Research


ASCE members work on many projects, research and other discussions. List of all the relevant documents will be kept here for further interaction, rethinking and researching on the subjects related to cemeteries and cultures.

If you are a research institution with your own interesting findings, you are welcome to share them here. Do not hesitate to contact us and let our broad society know about it. If you need any further help, ideas or thoughts, this is most certainly a place where you can find the best partners.

Bibliography on cemeteries

One aim of ASCE is to promote research to support a broader understanding of the importance of our cemeteries, and of modern burial culture across Europe. We therefore invite academics from all social disciplines with an interest in cemeteries to join our virtual network. These academic research pages include a bibliography and biographies of academics that have cemeteries as a core research interest. 

The bibliography is sorted by country and broad subject area, where relevant. Where one or more chapters are relevant from a collected text, individual chapters are not listed separately.

It is currently available as downloadable PDF file, but in future we will develop a more extended list with possibilities of search and filtering.

Researchers network

(Contribute to researchers network)


Dr F. Javier Rodríguez Barberán, Historian of Art, is Assistant Professor in the Escuela Técnica Superior de Arquitectura (School of Architecture) at the Universidad de Sevilla (University of Seville, Spain).

From the early 90s, his research area has been the cultural and heritage dimension of cemeteries, paying special attention to the development of funerary art and architecture in XIXth and XXth centuries. In 1991 he was the director of the I Encuentro Internacional sobre los Cementerios Contemporaneous. The conference publication, Una Arquitectura para la Muerte – 1st International Encounter on Contemporary Cemeteries: An Architecture for Death, is a key reference for the studies on this subject. Curator of several exhibitions, he has been the author of books and articles such as Cementerios de Andalucía  (Cemeteries in Andalusia, 1993) or Los Cementerios en la Sevilla Contemporánea: Análisis Histórico y Artístico 1800-1950 (Cemeteries in Modern Seville: historical and artistic dimensions 1800-1950, 1996). Dr Rodríguez Barberán is president of the Scientific Committee of the European Cemeteries Route, a Cultural Route of the Council of Europe.

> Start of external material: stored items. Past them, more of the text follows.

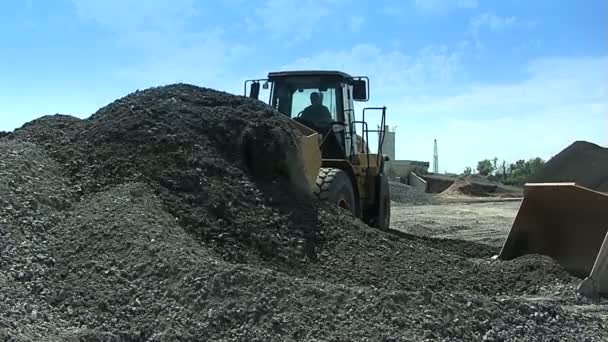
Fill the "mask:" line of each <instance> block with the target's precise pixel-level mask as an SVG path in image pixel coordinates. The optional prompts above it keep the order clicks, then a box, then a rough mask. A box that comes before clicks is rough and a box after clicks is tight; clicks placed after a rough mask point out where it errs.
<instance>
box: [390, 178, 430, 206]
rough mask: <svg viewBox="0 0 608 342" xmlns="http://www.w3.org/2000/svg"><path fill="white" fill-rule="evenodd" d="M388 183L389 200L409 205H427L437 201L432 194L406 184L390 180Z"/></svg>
mask: <svg viewBox="0 0 608 342" xmlns="http://www.w3.org/2000/svg"><path fill="white" fill-rule="evenodd" d="M388 185H389V191H390V194H391V201H394V202H397V203H401V204H409V205H427V204H436V203H437V201H436V200H435V198H434V197H433V195H430V194H427V193H425V192H420V191H418V190H416V189H414V188H413V187H411V186H409V185H407V184H403V183H399V182H393V181H390V182H389V183H388Z"/></svg>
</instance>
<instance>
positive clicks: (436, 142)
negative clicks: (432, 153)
mask: <svg viewBox="0 0 608 342" xmlns="http://www.w3.org/2000/svg"><path fill="white" fill-rule="evenodd" d="M433 173H439V153H438V152H437V139H435V147H434V149H433Z"/></svg>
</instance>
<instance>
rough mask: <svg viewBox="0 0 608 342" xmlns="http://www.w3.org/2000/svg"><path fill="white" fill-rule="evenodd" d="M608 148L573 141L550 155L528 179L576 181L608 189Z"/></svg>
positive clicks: (601, 188)
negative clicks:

Dr Julie Rugg heads the Cemetery Research Group at the University of York (UK).

Dr Rugg specialises in cemetery history and cemetery policy, in England specifically within the UK, and across Europe generally. Her work has explored the cultural contexts for cemetery development, including patterns of urban development, religious political difference and the public health discourses. Churchyard and Cemetery: Tradition and Modernity in Rural North Yorkshire (2013) explained elements of the legal history of burial in England from 1850 to the present and also charted ways in which the burial landscape changed over time. Dr Rugg’s interest in policy encompasses aspects of cemetery management including measures to protect and conserve burial landscapes.  Dr Rugg sits on the Ministry of Justice Burial and Cremation Advisory Board and the Ethics Committee of the Commonwealth War Graves Commission. Each year in May she hosts an international cemetery colloquium at the University of York.